There’s no turning this back, of course, and this is not just another “we’ll all be rooned” pleading from someone trained back in the days of Gutenberg. The concern is to understand what’s happening to society and how it’s changing. The salient point is that in the brand new world where everyone is empowered to be a reporter, the only thing lacking is an editor. Yet it’s this vital editorial skill that journalism is really all about. It’s not just what you put in – it’s how it’s arranged, what you leave out and, perhaps most importantly, about the audience having trust in the way these vital judgements are being made.
How would our sophisticated journalist have rated Bligh’s ‘promise’ to remain if the party lost office? Would the one-time Premier really have continued on, month after month, sitting on the backbench without an opportunity to respond while her reputation was trashed? I doubt she ever intended to, but I can’t prove that: it’s just a suspicion. That’s why it’s worth adding value with the perspectives of reporters. Did they say Bligh “confidently affirmed” she’d be staying on as Premier, or merely that she “claimed” she’d remain? Did Bligh “declare” she’d remain in parliament, or simply “allege” she would? How sceptical were the reports?

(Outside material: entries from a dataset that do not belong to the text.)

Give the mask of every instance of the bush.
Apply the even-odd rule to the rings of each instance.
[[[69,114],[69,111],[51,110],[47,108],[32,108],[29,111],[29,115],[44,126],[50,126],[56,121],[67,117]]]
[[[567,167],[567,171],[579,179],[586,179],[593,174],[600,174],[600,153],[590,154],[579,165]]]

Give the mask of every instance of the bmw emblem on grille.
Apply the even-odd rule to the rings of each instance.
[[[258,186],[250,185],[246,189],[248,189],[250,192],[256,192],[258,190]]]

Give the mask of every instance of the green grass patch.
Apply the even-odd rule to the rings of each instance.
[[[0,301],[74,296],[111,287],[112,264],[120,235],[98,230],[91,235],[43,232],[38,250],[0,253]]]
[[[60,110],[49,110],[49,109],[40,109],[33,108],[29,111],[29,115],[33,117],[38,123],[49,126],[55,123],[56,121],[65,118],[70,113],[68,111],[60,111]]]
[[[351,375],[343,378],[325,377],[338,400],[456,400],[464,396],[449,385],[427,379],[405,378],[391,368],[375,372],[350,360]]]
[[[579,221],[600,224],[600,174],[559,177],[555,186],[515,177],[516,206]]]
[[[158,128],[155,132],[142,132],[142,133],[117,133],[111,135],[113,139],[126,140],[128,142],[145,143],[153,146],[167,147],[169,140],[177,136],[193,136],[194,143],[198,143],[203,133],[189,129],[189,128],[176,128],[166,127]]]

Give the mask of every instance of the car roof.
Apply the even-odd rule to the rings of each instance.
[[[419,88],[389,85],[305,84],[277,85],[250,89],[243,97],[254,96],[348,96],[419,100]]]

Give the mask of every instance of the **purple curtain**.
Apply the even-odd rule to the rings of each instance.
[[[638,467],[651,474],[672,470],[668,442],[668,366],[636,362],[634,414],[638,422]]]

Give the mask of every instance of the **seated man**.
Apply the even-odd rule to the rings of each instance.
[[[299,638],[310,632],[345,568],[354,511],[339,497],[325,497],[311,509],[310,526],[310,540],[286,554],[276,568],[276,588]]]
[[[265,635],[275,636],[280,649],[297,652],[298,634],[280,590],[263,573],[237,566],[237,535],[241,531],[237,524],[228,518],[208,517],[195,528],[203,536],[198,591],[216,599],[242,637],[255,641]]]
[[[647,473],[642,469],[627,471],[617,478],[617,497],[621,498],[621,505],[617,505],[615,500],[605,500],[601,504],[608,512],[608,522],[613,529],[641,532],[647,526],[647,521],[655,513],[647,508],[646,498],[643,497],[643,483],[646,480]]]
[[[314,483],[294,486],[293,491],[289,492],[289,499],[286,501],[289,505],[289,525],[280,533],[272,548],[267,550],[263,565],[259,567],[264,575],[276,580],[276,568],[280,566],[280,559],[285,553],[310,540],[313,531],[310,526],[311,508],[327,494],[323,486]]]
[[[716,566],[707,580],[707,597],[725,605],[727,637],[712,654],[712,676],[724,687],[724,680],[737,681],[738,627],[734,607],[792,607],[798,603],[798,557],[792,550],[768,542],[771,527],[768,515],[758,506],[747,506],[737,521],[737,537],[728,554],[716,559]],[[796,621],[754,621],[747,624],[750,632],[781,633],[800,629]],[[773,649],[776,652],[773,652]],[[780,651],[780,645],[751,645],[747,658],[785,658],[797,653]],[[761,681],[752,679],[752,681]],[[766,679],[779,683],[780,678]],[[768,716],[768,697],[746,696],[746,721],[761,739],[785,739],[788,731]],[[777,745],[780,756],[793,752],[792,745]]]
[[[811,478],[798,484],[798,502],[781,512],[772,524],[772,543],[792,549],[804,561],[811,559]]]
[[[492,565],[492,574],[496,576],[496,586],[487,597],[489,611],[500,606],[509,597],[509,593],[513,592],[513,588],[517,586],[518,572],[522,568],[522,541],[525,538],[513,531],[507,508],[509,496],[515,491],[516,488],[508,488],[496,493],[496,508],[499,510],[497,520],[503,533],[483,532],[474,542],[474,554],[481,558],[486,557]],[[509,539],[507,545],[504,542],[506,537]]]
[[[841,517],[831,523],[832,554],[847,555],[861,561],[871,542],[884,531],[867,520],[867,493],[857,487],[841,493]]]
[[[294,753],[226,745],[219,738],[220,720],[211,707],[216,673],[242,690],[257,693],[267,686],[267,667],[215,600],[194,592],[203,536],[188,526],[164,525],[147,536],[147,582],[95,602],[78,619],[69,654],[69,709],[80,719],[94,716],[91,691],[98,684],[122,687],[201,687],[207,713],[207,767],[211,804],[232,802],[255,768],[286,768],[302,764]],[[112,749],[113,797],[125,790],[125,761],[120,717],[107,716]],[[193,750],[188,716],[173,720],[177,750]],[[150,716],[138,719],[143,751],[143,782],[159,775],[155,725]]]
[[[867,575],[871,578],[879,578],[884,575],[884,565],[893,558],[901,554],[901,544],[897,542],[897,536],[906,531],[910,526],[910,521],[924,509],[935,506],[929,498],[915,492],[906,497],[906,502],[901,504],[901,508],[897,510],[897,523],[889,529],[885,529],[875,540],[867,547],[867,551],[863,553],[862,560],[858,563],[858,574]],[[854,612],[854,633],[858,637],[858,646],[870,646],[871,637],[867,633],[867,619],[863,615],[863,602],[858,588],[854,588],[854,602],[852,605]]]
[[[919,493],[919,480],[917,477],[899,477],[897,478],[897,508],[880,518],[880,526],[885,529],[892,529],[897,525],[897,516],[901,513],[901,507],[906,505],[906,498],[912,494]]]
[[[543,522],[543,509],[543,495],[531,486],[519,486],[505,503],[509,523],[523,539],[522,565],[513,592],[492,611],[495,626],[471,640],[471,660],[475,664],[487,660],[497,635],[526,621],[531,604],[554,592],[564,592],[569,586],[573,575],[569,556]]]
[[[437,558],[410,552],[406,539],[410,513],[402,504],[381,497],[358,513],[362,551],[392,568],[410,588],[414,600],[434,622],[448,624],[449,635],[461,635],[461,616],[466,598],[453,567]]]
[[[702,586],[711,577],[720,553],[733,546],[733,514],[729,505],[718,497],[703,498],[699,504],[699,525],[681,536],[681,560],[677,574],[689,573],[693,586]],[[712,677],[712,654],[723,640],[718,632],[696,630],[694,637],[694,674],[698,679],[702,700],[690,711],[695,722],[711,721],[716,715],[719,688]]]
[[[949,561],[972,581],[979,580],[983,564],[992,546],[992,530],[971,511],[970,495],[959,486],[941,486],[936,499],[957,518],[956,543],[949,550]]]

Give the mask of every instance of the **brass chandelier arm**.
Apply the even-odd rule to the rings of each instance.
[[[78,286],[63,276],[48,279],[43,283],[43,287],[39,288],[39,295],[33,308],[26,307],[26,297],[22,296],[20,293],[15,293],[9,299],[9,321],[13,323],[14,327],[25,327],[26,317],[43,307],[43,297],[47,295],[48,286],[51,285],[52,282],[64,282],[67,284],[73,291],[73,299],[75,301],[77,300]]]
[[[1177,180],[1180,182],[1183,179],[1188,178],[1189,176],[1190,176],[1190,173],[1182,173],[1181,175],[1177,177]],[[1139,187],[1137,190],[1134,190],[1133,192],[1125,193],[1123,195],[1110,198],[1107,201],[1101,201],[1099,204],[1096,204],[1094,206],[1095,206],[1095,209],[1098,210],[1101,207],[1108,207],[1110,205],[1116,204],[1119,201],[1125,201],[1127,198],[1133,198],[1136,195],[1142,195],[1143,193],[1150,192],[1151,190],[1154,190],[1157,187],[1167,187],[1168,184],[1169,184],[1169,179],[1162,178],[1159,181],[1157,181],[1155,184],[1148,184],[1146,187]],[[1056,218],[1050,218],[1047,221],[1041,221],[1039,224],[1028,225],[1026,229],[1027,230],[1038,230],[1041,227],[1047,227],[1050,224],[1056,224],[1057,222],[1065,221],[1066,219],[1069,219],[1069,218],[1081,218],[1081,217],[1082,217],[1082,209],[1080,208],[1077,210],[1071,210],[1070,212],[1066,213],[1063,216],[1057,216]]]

Something is being lost as everyone seeks to find their own voice. The result is a cacophony of sound. Everyone is giving vent to expressing their own feelings. This is good. The problem is that instead of creating new forums of trust the internet is allowing our own convictions to redouble into a loud, but hollow, crescendo.
We’ve stopped listening. Trust is eroded. The immediate corollary is that voters swing wildly. First one way, then the other. The fragile social sphere has never been more vulnerable.